There's no such thing as a slow news day, just journalists looking in the wrong place. Imagine how different history would have been if the evil plans of Mohammed Atta had hit the papers on 10 September 2001.
You can tell it's a slow news day when you pay good money for a newspaper which features any of the following:
- The Beaumont children
- Brett & Wendy Whiteley
- The Oz trials, and the otherwise irrelevant Richard Neville
- Lady Sonia McMahon and that dress she wore to the White House that time
- George Lazenby, who played James Bond once (this film is never on TV and is hard to get at video stores)
- The Voyager disaster
- John Lewthwaite
- The murder of a gay academic in Adelaide which seems to have been witnessed by half that town - had he been dispatched during the halftime entertainment at a Crows match or in a lull at an Adelaide Oval Pura Cup match it could not be any less of a mystery
- Germaine Greer and Robert Hughes, who used to live here once apparently
You have to worry about a people who regard gruesome death as a form of nostalgia.
There is new information to be uncovered in each of these I'm sure, but SND articles don't bother or falsely promise new information or even fresh thinking. The new angles suggested by the recent ABC program on Bogle/Chandler may justify warming over this old chestnut. Trashy tabloids will bring in a 'psychic' to revivify such stories: at least they're trying.

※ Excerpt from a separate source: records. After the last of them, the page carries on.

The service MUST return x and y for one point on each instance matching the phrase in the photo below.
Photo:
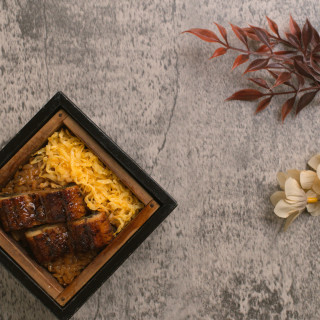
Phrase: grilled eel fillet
(26, 210)
(51, 242)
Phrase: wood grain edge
(35, 143)
(121, 173)
(107, 253)
(45, 280)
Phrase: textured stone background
(221, 254)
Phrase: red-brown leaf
(275, 75)
(293, 40)
(273, 26)
(314, 64)
(302, 69)
(316, 49)
(307, 33)
(257, 64)
(260, 82)
(250, 34)
(300, 80)
(222, 31)
(240, 34)
(262, 35)
(315, 37)
(282, 78)
(246, 95)
(219, 52)
(305, 100)
(263, 104)
(263, 48)
(204, 34)
(294, 28)
(242, 58)
(275, 66)
(287, 107)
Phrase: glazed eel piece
(26, 210)
(51, 242)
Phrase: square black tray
(166, 202)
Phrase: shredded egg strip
(66, 159)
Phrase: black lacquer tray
(64, 302)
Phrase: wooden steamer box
(61, 112)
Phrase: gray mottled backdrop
(221, 254)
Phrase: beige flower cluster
(300, 191)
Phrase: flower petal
(316, 185)
(307, 178)
(283, 209)
(311, 194)
(318, 171)
(292, 217)
(282, 177)
(314, 209)
(314, 162)
(294, 173)
(277, 196)
(295, 194)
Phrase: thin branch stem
(289, 92)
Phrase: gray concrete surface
(221, 254)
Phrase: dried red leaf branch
(293, 61)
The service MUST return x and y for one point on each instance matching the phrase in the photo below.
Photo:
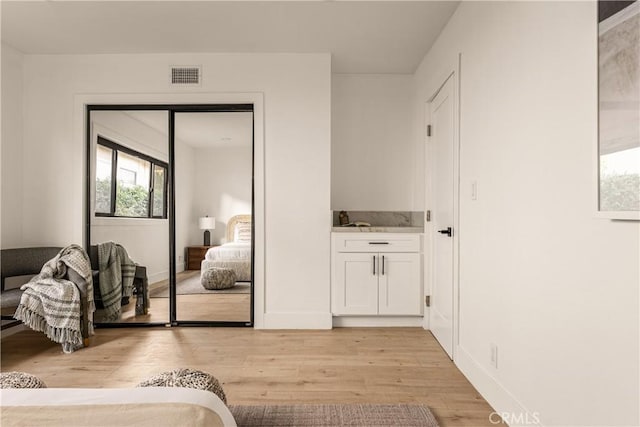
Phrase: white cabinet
(376, 274)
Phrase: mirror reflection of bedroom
(213, 180)
(131, 205)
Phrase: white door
(441, 144)
(356, 283)
(399, 284)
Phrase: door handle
(448, 231)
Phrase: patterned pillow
(242, 232)
(188, 378)
(20, 380)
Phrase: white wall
(223, 187)
(146, 240)
(373, 158)
(297, 91)
(11, 148)
(555, 288)
(186, 181)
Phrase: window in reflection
(128, 189)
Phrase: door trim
(453, 72)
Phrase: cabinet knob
(448, 231)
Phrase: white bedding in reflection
(230, 251)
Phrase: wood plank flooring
(343, 365)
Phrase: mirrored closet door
(170, 214)
(128, 233)
(213, 182)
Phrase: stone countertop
(377, 229)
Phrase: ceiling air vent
(185, 75)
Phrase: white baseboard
(376, 321)
(513, 412)
(304, 320)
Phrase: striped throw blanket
(115, 275)
(50, 302)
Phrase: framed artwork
(619, 109)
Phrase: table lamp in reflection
(207, 223)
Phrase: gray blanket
(50, 302)
(116, 274)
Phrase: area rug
(192, 286)
(354, 415)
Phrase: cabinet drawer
(380, 242)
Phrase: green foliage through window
(126, 174)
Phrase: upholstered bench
(216, 278)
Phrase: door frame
(452, 70)
(82, 130)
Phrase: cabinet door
(355, 284)
(400, 291)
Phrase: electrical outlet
(493, 355)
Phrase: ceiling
(362, 36)
(203, 130)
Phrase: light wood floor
(343, 365)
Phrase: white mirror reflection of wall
(129, 173)
(619, 109)
(213, 178)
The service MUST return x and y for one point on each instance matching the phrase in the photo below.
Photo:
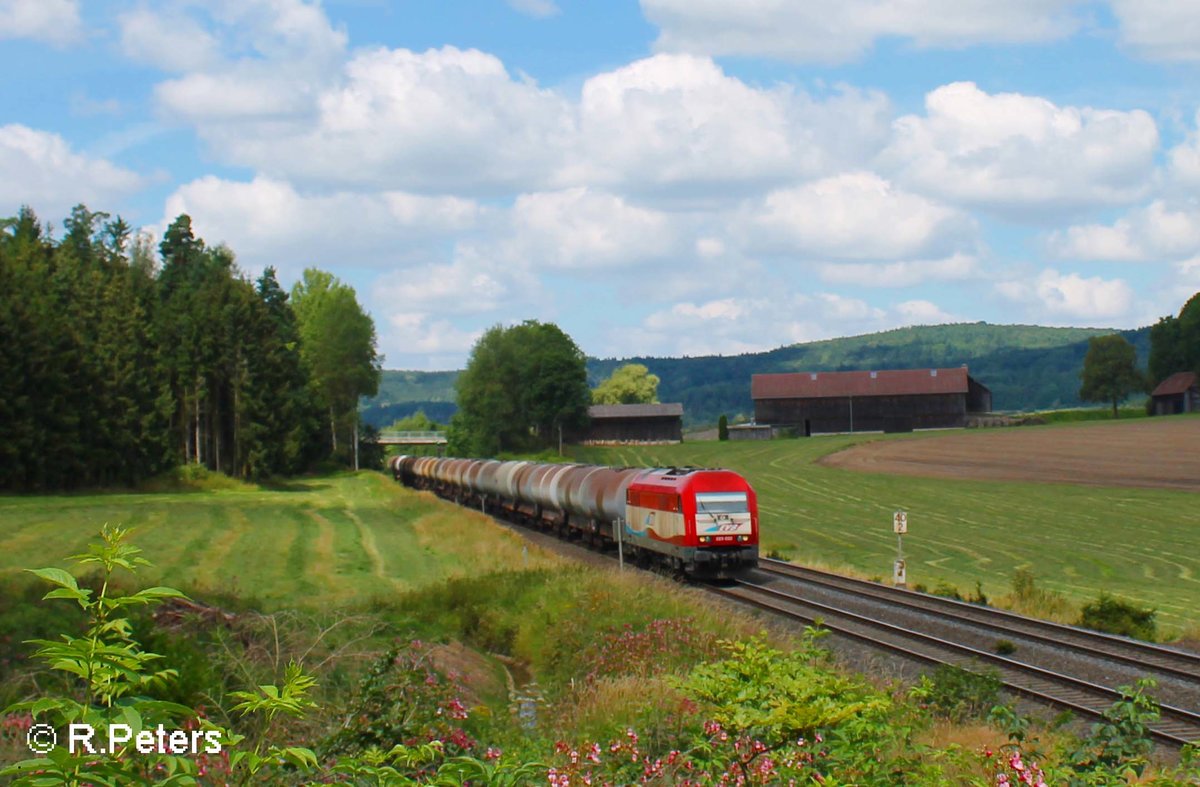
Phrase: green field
(1141, 545)
(328, 541)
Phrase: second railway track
(935, 630)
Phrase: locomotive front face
(724, 517)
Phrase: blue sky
(663, 178)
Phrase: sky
(658, 178)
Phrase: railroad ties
(1063, 666)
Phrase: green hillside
(1026, 367)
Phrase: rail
(1177, 726)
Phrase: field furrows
(1055, 672)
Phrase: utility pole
(355, 439)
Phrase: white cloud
(679, 122)
(1161, 230)
(839, 30)
(256, 65)
(921, 312)
(268, 222)
(1023, 155)
(1055, 296)
(745, 324)
(442, 120)
(579, 228)
(1159, 29)
(855, 216)
(55, 22)
(539, 8)
(1185, 158)
(171, 40)
(418, 341)
(958, 266)
(454, 288)
(39, 168)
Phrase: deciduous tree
(521, 385)
(630, 384)
(1110, 372)
(337, 343)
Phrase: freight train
(696, 522)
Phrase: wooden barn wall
(978, 397)
(870, 414)
(648, 430)
(1176, 403)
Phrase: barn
(635, 424)
(1177, 394)
(883, 401)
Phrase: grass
(1089, 414)
(1143, 545)
(337, 540)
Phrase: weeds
(1115, 616)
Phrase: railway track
(1176, 727)
(1149, 658)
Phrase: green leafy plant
(958, 694)
(1120, 745)
(1115, 616)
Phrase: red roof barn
(885, 401)
(1177, 394)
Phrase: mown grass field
(1141, 545)
(339, 540)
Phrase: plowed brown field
(1162, 452)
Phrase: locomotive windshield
(721, 503)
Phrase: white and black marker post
(618, 524)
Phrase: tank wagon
(699, 522)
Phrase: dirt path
(1161, 452)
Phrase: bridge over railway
(414, 438)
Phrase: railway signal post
(899, 526)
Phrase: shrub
(957, 694)
(1114, 616)
(1029, 599)
(947, 590)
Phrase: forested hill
(1025, 366)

Why not run one of those long think pieces editors are too scared to run during more tumultuous times? Why not have a look at some issue that's been bugging you for ages? Why not tunnel behind some content provider who airily dismissed a seemingly sound line of enquiry with a simple "I reject that"? (Any journalist who drops a line of enquiry in response to this fatuous statement should be sacked and barred for ten years from writing anything more substantial than a coffee order). Only when the slow-boes running titanic media organisations realise there's no such thing as a slow news day will you see any sort of resurgence or value creeping (back) into the Australian media.